# UN Regions

**[Work in progress]**

This notebook creates a .csv file with UN geographic regions, subregions, and intermediate region information for ingestion into the Knowledge Graph.

Data source: [Statistics Division of the United Nations Secretariat](https://unstats.un.org/unsd/methodology/m49/)

Data set: [M49](https://unstats.un.org/unsd/methodology/m49/overview)

Data preparation: The Excel file downloaded from UN has features that are not compatible with Pandas.
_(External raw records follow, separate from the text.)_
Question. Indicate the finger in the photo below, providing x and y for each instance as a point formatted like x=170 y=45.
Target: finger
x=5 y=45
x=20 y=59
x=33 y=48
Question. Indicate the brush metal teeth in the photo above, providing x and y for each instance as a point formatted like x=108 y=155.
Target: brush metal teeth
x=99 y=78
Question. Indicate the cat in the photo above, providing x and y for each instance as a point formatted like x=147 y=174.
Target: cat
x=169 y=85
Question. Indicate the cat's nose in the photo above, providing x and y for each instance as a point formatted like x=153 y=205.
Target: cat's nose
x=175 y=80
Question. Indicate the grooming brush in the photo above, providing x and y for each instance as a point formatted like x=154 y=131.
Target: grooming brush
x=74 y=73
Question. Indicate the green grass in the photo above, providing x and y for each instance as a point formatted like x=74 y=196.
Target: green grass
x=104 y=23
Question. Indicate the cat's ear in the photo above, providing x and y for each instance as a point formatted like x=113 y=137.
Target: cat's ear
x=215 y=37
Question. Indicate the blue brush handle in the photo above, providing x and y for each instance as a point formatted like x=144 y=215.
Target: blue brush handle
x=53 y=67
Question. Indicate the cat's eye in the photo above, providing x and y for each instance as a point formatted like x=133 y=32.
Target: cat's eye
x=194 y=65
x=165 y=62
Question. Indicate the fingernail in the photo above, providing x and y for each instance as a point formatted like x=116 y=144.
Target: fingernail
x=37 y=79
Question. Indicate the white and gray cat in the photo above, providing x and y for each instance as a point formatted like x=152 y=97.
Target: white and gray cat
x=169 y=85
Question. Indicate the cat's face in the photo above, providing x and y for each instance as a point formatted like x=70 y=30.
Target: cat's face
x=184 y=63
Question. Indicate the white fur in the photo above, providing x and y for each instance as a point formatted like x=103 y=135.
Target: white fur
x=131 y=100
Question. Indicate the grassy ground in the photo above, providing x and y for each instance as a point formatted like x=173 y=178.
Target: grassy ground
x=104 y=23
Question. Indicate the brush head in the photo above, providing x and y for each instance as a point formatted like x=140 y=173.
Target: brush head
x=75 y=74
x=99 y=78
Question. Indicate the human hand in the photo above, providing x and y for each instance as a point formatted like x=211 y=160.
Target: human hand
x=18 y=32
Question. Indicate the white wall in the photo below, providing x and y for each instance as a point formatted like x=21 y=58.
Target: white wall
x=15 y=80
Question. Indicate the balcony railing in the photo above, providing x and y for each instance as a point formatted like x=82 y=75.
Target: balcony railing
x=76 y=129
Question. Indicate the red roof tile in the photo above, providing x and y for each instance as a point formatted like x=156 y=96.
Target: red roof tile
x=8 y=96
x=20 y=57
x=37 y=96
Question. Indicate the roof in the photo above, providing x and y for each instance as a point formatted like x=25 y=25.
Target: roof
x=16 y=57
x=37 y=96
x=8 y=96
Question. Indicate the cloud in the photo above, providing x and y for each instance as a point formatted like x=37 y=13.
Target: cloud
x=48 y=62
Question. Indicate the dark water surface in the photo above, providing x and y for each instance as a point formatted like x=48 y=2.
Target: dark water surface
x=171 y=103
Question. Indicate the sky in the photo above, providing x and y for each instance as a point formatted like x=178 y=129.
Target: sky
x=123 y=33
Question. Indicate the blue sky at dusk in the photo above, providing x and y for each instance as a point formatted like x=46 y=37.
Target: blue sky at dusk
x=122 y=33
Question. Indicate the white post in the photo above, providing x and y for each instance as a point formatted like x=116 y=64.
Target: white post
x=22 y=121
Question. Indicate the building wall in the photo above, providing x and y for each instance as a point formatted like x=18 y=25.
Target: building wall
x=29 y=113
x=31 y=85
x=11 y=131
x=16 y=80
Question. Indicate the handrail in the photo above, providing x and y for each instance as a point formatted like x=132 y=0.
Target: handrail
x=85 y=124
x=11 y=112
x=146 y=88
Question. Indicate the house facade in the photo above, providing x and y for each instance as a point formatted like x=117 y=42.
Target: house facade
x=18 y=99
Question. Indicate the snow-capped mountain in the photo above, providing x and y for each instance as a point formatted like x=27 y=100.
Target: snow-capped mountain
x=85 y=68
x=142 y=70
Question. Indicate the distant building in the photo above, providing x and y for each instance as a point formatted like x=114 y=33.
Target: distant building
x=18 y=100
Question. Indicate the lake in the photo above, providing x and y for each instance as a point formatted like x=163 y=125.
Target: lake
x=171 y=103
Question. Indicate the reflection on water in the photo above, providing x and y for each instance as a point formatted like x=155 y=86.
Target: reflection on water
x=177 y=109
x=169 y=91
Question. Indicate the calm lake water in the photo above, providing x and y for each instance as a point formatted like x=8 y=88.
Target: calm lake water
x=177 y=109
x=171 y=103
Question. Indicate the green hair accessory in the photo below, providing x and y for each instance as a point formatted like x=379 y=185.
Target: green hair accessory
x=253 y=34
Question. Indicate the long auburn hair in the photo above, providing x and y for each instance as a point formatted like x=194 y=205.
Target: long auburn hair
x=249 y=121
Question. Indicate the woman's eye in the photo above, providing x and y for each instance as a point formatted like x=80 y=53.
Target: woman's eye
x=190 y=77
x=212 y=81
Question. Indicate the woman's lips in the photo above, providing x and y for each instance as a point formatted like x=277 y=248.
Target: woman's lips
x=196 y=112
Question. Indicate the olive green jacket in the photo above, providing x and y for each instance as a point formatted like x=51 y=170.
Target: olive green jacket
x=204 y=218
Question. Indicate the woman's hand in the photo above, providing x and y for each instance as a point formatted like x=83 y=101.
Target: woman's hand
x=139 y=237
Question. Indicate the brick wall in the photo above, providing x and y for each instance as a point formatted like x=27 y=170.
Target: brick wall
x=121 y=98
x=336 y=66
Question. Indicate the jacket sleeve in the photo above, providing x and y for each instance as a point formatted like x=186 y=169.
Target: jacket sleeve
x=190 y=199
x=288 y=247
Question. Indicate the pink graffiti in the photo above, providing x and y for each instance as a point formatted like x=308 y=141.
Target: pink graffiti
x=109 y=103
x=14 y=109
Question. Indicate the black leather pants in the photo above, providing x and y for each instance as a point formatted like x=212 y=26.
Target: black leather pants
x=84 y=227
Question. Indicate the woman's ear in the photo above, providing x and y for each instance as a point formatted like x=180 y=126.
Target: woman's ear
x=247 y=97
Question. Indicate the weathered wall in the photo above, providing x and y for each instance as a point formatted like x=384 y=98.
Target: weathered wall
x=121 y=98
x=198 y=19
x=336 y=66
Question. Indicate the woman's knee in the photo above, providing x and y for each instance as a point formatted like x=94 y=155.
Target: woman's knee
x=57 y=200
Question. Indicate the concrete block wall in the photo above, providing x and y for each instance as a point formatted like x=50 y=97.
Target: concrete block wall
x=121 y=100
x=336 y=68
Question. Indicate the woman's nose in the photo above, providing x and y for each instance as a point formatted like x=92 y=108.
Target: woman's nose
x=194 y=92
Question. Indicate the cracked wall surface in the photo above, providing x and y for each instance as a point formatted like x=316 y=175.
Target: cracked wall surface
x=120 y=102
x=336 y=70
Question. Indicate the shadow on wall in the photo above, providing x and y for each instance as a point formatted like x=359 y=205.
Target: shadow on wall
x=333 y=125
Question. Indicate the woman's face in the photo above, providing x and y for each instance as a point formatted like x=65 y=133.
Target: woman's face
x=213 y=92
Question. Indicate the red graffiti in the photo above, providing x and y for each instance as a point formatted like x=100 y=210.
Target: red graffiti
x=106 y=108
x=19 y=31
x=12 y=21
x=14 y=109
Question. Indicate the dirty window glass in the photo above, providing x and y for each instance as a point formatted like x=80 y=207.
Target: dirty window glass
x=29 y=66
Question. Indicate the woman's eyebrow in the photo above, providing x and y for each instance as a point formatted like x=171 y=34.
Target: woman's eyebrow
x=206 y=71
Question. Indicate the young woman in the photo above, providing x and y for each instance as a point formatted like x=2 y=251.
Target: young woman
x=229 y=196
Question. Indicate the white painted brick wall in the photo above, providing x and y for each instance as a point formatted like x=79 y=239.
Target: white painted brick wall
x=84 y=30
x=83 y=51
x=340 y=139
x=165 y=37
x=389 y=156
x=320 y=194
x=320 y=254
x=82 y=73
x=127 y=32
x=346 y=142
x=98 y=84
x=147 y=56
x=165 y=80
To fix this issue, download the the Excel file, load into Excel, than save again in the .xlsl format and put into this location ../../reference_data/UNSDMethodology.xlsx

Authors: Braden Riggs (bdriggs@ucsd.edu), Peter Rose (pwrose@ucsd.edu)

In [1]:
import os
from pathlib import Path
import pandas as pd

In [2]:
pd.options.display.max_rows = None  # display all rows
pd.options.display.max_columns = None  # display all columsns

In [3]:
NEO4J_IMPORT = Path(os.getenv('NEO4J_IMPORT'))
print(NEO4J_IMPORT)

/Users/peter/Library/Application Support/com.Neo4j.Relate/data/dbmss/dbms-8bf637fc-0d20-4d9f-9c6f-f7e72e92a4da/import


### UN regions, subregions, and intermediate regions

In [4]:
df = pd.read_excel("../../reference_data/UNSDMethodology.xlsx", dtype='str')
df = df[['Region Name', 'Region Code', 'Sub-region Name', 'Sub-region Code', 
         'Intermediate Region Name', 'Intermediate Region Code', 'ISO-alpha3 Code']]
df.fillna('', inplace=True)
# for now exclude region without an iso code (Channel Islands)
df = df.query("`ISO-alpha3 Code` != ''")
# Antarctica has no region code
df = df.query("`Region Name` != ''")
df.head()

Unnamed: 0,Region Name,Region Code,Sub-region Name,Sub-region Code,Intermediate Region Name,Intermediate Region Code,ISO-alpha3 Code
0,Africa,2,Northern Africa,15,,,DZA
1,Africa,2,Northern Africa,15,,,EGY
2,Africa,2,Northern Africa,15,,,LBY
3,Africa,2,Northern Africa,15,,,MAR
4,Africa,2,Northern Africa,15,,,SDN


Assign names without spaces

In [5]:
df.rename(columns={'Region Name': 'UNRegion'}, inplace=True)
df.rename(columns={'Region Code': 'UNRegionCode'}, inplace=True)
df.rename(columns={'Sub-region Name': 'UNSubRegion'}, inplace=True)
df.rename(columns={'Sub-region Code': 'UNSubRegionCode'}, inplace=True)
df.rename(columns={'Intermediate Region Name': 'UNIntermediateRegion'}, inplace=True)
df.rename(columns={'Intermediate Region Code': 'UNIntermediateRegionCode'}, inplace=True)
df.rename(columns={'ISO-alpha3 Code': 'iso3'}, inplace=True)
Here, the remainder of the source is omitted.